Но поэт не позволяет смерти торжествовать окончательную победу. Смерть не в состоянии погасить пламя освободительного движения народов, она терпит поражение в схватке с непобедимым противником — советским человеком, «самым человечным человеком самой человечной страны». Силы зла не могут заглушить песен Гарсиа Лорки, воплощающего в «Испанской свадьбе» подлинно народную, вечно живую революционную поэзию.

С весны 1946 года, с момента возвращения на освобожденную от фашизма землю Европы, жизнь Фюрнберга наполнилась новым значительным содержанием. И в Чехословакии, и в стране, с чьей культурой он был связан с раннего детства и до конца своих дней, — стране Гете и Шиллера, писатель становится одним из самых активных поборников коренных социально-политических и культурных преобразований.

Несколько лет Фюрнберг был первым советником посольства новой, народной Чехословакии в Германской Демократической Республике.

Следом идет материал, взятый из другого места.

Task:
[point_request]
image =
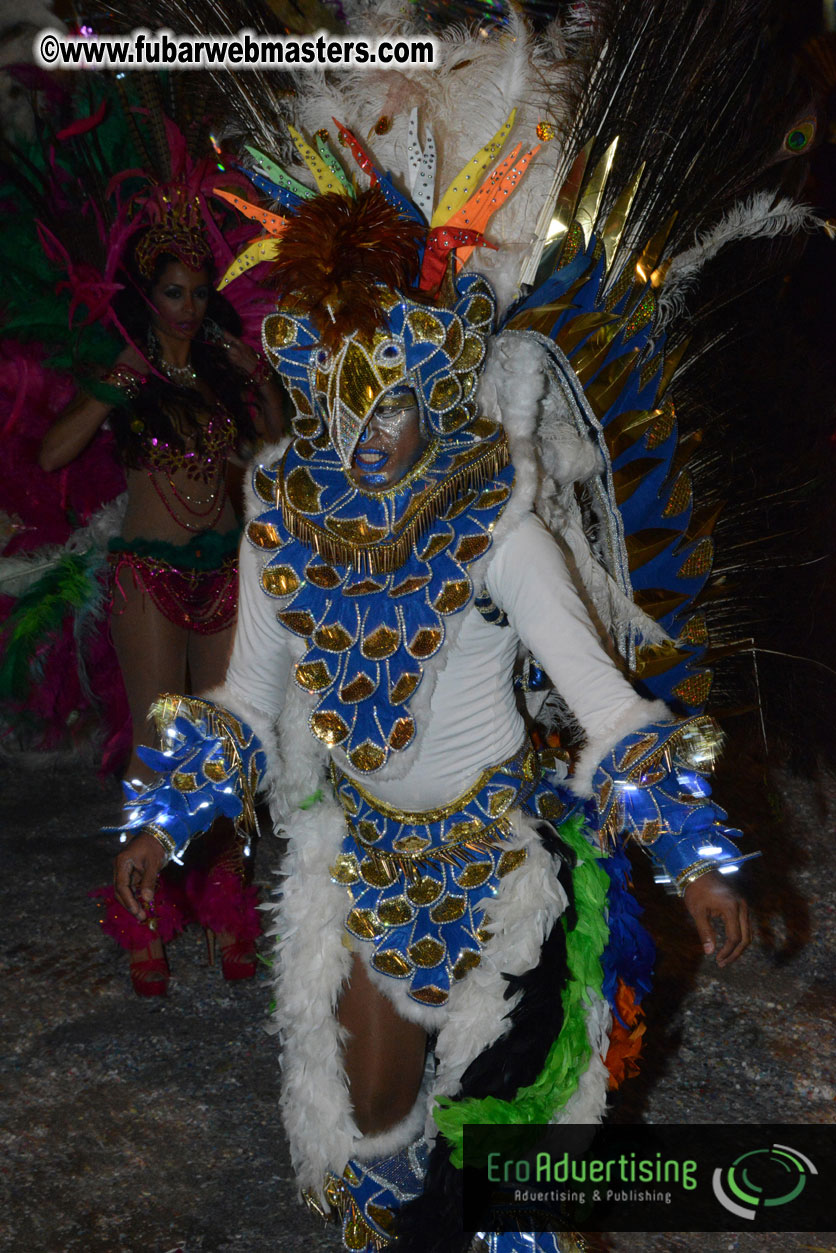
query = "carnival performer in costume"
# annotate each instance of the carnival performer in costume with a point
(483, 480)
(179, 401)
(174, 564)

В эти годы он переводит на немецкий язык виднейших чешских поэтов. Что еще важнее — его собственные произведения (стихи, художественная проза и публицистика) все чаще появляются в печати ГДР. Писателя привлекает также и исследовательская работа. В 1954 году он становится одним из руководителей Мемориального института классической немецкой литературы в Веймаре.

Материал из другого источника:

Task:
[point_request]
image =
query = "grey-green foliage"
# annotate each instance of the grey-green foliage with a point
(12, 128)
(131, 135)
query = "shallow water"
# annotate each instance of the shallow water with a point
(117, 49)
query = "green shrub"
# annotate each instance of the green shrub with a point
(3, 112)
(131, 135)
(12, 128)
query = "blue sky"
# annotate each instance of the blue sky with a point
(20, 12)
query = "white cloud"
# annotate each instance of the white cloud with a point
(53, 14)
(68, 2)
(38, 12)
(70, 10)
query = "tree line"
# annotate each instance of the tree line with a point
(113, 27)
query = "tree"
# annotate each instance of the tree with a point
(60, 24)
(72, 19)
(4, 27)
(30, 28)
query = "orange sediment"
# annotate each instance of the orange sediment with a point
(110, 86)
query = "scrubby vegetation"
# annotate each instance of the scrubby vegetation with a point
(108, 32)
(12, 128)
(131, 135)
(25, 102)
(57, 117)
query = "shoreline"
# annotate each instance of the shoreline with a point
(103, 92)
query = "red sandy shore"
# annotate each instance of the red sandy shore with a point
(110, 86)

Разносторонняя литературная деятельность Фюрнберга получила в ГДР заслуженное признание. Он был избран действительным членом Академии искусств, а в 1956 году награжден Национальной премией.

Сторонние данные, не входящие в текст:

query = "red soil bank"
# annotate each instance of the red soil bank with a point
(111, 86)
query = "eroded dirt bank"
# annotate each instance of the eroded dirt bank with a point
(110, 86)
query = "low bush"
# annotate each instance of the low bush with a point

В эти годы писатель неутомимо трудится на разных поприщах. Он не бережет себя, а между тем его здоровье уже было подорвано всеми испытаниями, перенесенными в годы фашизма и эмиграции. Тяжелая болезнь сердца прервала жизнь художника в момент его наивысшего творческого взлета. Фюрнберг скончался летом 1957 года, когда ему едва минуло сорок восемь лет.

На послевоенные годы приходится многое из созданного писателем. В 1955 году вышла в свет в окончательной редакции поэма «Брат Безымянный». Появились два сборника новых стихов — «Странник, идущий навстречу утру» (1951) и «Дивный закон» (1950), прозаическое произведение о Гете и Мицкевиче — «Встреча в Веймаре» (1952). Можно назвать также немало значительных работ Фюрнберга, которые остались незавершенными. Это, в частности, уже упомянутый большой роман «Отпуск», в центре которого сложная судьба поэта-коммуниста в период полновластия фашизма в Германии, новеллы «Великая дружба» (о Марксе и Энгельсе) и «Бедный доктор Эккерман», эссе «История болезни» и вдохновенная поэма о великом Октябре, о Ленине и советских людях — «Вселенский гимн». Целый ряд стихов был опубликован лишь после кончины поэта.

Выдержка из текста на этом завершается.